Archive-only list for patches
 help / color / mirror / Atom feed
From: Sasha Levin <sashal@kernel.org>
To: patches@lists.linux.dev, stable@vger.kernel.org
Cc: David Collins <david.collins@oss.qualcomm.com>,
	Anjelique Melendez <anjelique.melendez@oss.qualcomm.com>,
	Daniel Lezcano <daniel.lezcano@linaro.org>,
	Sasha Levin <sashal@kernel.org>,
	amitk@kernel.org, thara.gopinath@gmail.com,
	linux-arm-msm@vger.kernel.org, linux-pm@vger.kernel.org
Subject: [PATCH AUTOSEL 6.12 23/69] thermal/drivers/qcom-spmi-temp-alarm: Enable stage 2 shutdown when required
Date: Sun,  3 Aug 2025 20:30:33 -0400	[thread overview]
Message-ID: <20250804003119.3620476-23-sashal@kernel.org> (raw)
In-Reply-To: <20250804003119.3620476-1-sashal@kernel.org>

From: David Collins <david.collins@oss.qualcomm.com>

[ Upstream commit f8e157ff2df46ddabd930815d196895976227831 ]

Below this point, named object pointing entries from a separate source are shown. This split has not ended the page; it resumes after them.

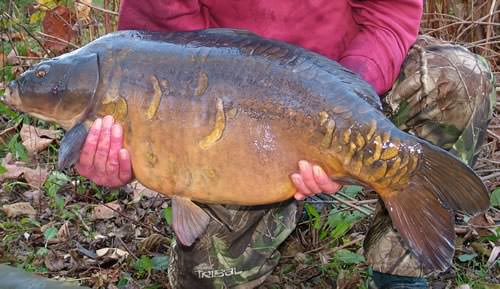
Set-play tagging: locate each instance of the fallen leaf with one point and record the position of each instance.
(6, 134)
(83, 11)
(36, 177)
(12, 36)
(12, 58)
(33, 195)
(64, 234)
(152, 242)
(13, 170)
(58, 23)
(493, 256)
(37, 139)
(348, 280)
(141, 191)
(16, 70)
(480, 223)
(112, 253)
(106, 211)
(54, 262)
(19, 209)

Certain TEMP_ALARM GEN2 PMIC peripherals need over-temperature stage 2
automatic PMIC partial shutdown. This will ensure that in the event of
reaching the hotter stage 3 over-temperature threshold, repeated faults
will be avoided during the automatic PMIC hardware full shutdown.
Modify the stage 2 shutdown control logic to ensure that stage 2
shutdown is enabled on all affected PMICs. Read the digital major
and minor revision registers to identify these PMICs.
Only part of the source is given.